Asosiasi Cendekiawan Palestina Soroti Deportasi Syekh Miqdad dari Indonesia, Peringatkan Risiko Ekstradisi ke Israel

AL-QUDS – Diberitakan melalui Middle East Monitor, Asosiasi Cendekiawan Palestina memperingatkan kemungkinan ekstradisi salah satu anggotanya, Syekh Abdul Karim Raed Miqdad kepada otoritas Israel setelah ia ditangkap di Indonesia dan segera dideportasi ke Siprus.

Asosiasi tersebut menyatakan kasus ini memerlukan tindakan hukum dan diplomatik segera untuk mencegahnya berada dalam situasi yang membahayakan.

Dalam sebuah pernyataan, asosiasi tersebut mengatakan, mereka mengikuti perkembangan kasus ini dengan keprihatinan yang mendalam. Mereka menyerukan kepada pemerintah Indonesia untuk menjelaskan dasar hukum penangkapan dan deportasi Syekh Miqdad, mengungkapkan tuduhan yang dikenakan kepadanya, serta memastikan ia memperoleh jaminan hak menjalani proses peradilan yang berlaku.

Asosiasi itu juga mendesak otoritas Siprus menghentikan setiap prosedur yang dapat mengarah ekstradisi Syekh Miqdad ke Israel, serta menjamin haknya untuk memperoleh pendampingan hukum dan berkomunikasi dengan pengacara maupun keluarganya.

Mereka menyatakan prinsip non-refoulement melarang pemindahan seseorang ke tempat di mana ia berpotensi menghadapi penyiksaan atau perlakuan yang kejam.

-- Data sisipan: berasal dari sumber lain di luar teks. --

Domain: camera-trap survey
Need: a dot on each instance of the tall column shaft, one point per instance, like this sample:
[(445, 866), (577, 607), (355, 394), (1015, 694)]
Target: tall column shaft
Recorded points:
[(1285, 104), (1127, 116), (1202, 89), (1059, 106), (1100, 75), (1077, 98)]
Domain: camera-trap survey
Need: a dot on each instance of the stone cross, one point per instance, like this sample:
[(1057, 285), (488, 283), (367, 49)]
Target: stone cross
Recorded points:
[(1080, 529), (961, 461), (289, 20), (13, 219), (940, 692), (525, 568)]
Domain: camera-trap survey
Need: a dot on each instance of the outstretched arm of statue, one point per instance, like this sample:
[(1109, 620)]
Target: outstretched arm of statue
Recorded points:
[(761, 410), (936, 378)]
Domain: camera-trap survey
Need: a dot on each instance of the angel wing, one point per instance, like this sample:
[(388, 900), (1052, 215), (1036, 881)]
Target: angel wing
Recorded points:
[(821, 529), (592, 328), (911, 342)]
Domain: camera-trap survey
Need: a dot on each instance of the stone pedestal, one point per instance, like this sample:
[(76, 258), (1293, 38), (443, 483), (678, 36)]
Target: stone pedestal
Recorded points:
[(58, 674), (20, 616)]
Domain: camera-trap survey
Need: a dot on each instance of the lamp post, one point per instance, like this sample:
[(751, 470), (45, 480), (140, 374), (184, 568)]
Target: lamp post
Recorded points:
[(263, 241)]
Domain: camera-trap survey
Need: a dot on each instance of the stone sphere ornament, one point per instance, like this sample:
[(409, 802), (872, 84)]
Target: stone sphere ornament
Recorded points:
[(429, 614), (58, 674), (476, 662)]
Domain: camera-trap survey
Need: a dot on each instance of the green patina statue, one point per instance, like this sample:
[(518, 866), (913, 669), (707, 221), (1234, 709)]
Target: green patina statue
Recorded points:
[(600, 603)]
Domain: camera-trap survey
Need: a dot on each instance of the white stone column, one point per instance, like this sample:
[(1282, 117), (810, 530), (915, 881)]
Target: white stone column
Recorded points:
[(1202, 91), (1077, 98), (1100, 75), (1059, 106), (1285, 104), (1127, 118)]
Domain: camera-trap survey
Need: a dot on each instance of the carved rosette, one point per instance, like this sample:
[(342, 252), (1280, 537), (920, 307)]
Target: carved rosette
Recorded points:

Asosiasi tersebut menyerukan kepada Kementerian Luar Negeri Palestina, Organisasi Kerja Sama Islam (OKI), Liga Arab, serta pemerintah negara-negara Arab dan Muslim untuk segera mengambil langkah hukum dan diplomatik, serta membentuk tim pembela hukum internasional guna menangani kasus ini.

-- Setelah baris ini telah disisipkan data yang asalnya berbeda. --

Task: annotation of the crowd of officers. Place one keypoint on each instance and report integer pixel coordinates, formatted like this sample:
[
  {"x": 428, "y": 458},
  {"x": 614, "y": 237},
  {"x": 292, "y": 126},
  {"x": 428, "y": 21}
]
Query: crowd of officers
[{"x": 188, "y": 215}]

Mereka juga mendesak organisasi hak asasi manusia dan media untuk terus memantau perkembangan kasus tersebut dan menjaganya tetap menjadi perhatian publik.

Asosiasi menyatakan bahwa menyerahkan Syekh Miqdad kepada otoritas Israel merupakan pelanggaran terhadap hukum internasional dan membahayakan keselamatannya. Mereka menyerukan agar ia dibebaskan atau diizinkan melakukan perjalanan ke negara yang aman, di mana hak-hak serta martabatnya dapat dilindungi.

Menurut surat perintah penangkapan, otoritas Indonesia menahan Miqdad setelah adanya permintaan yang dikeluarkan melalui Interpol untuk menangkap seorang tersangka yang dianggap berisiko melarikan diri atau menghancurkan maupun menyembunyikan barang bukti, sehingga diperlukan penahanan segera, sebagaimana tercantum dalam dokumen tersebut.